Chicago Shady Dealer

Why We Won’t Be Accepting the Nobel Prize for Truth-Telling

By Editorial Board of The Chicago Shady Dealer
Oct. 12, 2017

The Chicago Shady Dealer is honored to have been awarded the illustrious Nobel Prize in Truth-Telling. In these dark times when truth is stranger and sexier than fiction, we believe that our hard-hitting journalistic excellence portrays issues in a nuanced and complete fashion, without fail. We entered the marketplace of ideas and jousted with noble competitors: the Chicago Maroon, the New York Times, and even Sean Spicer’s chauffeur. Alas, we emerged victorious.

However, we, the Editorial Board of the Shady Dealer, feel we cannot accept this well deserved award. Instead, we intend to give it away for free. We cannot be beholden nor indebted to a cohort of fancy Swedes which has bestowed all its other prizes to a bunch of fucking nerds. We have no desire to be in the company of such losers.

As soon as we made our intentions known, we received a harshly worded letter from President Zimmer’s office which we have reprinted below:

“We were utterly disgusted when your biased, fake publication was awarded the prestigious Nobel Prize in Truth-Telling (NBTT). The NBTT has eluded the University of Chicago Press and its parasitic sub-publications for decades, and we don’t understand how the honorable Nobel committee could have made such a mistake. That said, our institutional greed is mightier than our institutional purity. We are deeply thirsty for this ninety-first (91st) medal. Nobel Prizes prove the central tenet of our hallowed institution: ‘The University of Chicago will make you rich.’ For these reasons, and several others we have not the time to mention, we urge and threaten you to rethink your decision to reject the NBTT.”

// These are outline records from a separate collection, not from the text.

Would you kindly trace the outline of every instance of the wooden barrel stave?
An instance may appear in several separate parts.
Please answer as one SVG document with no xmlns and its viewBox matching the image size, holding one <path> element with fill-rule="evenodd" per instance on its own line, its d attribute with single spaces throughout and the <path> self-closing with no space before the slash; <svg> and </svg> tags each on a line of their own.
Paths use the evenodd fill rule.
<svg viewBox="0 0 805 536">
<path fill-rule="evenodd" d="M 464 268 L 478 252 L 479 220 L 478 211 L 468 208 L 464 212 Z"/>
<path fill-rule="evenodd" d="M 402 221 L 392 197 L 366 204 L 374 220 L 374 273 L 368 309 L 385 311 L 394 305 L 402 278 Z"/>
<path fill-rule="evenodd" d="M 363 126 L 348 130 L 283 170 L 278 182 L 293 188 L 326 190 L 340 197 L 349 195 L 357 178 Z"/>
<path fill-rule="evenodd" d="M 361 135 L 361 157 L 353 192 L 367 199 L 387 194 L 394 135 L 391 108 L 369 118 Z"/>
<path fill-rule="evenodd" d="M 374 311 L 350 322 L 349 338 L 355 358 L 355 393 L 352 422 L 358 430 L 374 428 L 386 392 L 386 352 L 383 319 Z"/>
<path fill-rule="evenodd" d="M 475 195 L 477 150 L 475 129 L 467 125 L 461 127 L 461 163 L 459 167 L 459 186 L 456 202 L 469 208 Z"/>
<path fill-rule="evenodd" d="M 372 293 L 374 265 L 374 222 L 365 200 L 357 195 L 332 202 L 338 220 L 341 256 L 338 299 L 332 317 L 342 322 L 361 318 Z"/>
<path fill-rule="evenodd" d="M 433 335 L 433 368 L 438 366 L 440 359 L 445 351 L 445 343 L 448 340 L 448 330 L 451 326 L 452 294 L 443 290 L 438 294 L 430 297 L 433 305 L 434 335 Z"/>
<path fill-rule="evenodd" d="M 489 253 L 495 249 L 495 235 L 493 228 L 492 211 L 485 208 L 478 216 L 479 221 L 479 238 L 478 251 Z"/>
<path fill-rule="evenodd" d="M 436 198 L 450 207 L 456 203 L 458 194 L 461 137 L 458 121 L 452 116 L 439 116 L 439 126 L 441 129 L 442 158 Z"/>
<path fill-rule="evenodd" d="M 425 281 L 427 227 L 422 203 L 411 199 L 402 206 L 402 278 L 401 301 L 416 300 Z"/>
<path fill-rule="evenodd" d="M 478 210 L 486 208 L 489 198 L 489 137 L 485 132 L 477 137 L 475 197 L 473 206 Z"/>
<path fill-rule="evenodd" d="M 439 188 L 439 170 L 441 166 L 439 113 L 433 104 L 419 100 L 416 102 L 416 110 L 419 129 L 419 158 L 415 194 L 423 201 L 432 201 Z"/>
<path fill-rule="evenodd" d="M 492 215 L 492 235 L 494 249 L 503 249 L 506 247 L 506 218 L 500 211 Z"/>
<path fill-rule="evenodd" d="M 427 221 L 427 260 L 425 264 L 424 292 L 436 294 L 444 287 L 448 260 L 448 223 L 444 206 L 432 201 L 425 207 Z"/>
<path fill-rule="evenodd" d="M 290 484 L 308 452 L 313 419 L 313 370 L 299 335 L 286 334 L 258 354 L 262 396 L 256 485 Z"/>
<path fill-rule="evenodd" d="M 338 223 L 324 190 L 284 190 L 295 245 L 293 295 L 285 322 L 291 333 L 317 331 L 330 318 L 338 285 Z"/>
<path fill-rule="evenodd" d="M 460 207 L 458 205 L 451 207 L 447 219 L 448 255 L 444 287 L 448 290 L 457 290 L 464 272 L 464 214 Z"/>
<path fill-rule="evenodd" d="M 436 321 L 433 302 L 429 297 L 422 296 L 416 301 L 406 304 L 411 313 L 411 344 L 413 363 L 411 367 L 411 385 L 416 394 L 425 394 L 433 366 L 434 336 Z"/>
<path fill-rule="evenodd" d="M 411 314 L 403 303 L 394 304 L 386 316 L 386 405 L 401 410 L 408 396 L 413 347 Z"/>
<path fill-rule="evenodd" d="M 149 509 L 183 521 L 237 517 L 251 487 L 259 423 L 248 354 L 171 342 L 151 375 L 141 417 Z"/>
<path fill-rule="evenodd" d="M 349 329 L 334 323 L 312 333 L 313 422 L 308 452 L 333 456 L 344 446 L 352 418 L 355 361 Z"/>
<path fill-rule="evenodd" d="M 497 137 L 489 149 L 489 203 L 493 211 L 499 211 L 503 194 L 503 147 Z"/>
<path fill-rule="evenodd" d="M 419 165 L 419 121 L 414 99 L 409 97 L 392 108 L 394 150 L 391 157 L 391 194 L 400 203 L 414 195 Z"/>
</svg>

No threat from on high can change our decision to give away the Nobel medal for free, suckers. We shall not accept any Nobel Prize until we win them all, in one calendar year. The Shady Dealer refuses to be defined by its talent in truth-telling when our skills in other areas have gone unrecognized. Our copywriting skills are unparalleled; our style guide alone deserves the prize in Literature. Our brilliant research into the nature of our universe deserves prizes in Physics, Chemistry, and Philosophy. Our exploration into the various ways the human body can produce gas, fluids, and solids of an indeterminate nature warrant an award in Medicine. Finally, our Editors in Chief single-handedly ruined the first sustained nuclear reaction over 75 years ago, delaying the advent of the nuclear age by at least seven months and saving countless lives.

In sum, while we are greatly pleased by the recognition given to us by the Nobel Committee, we feel it is reductive, incomplete, and embarrassing. Thus, we cannot claim this award. However, if the Nobel Committee insists on wiring the prize money to our individual bank accounts, we shall not protest.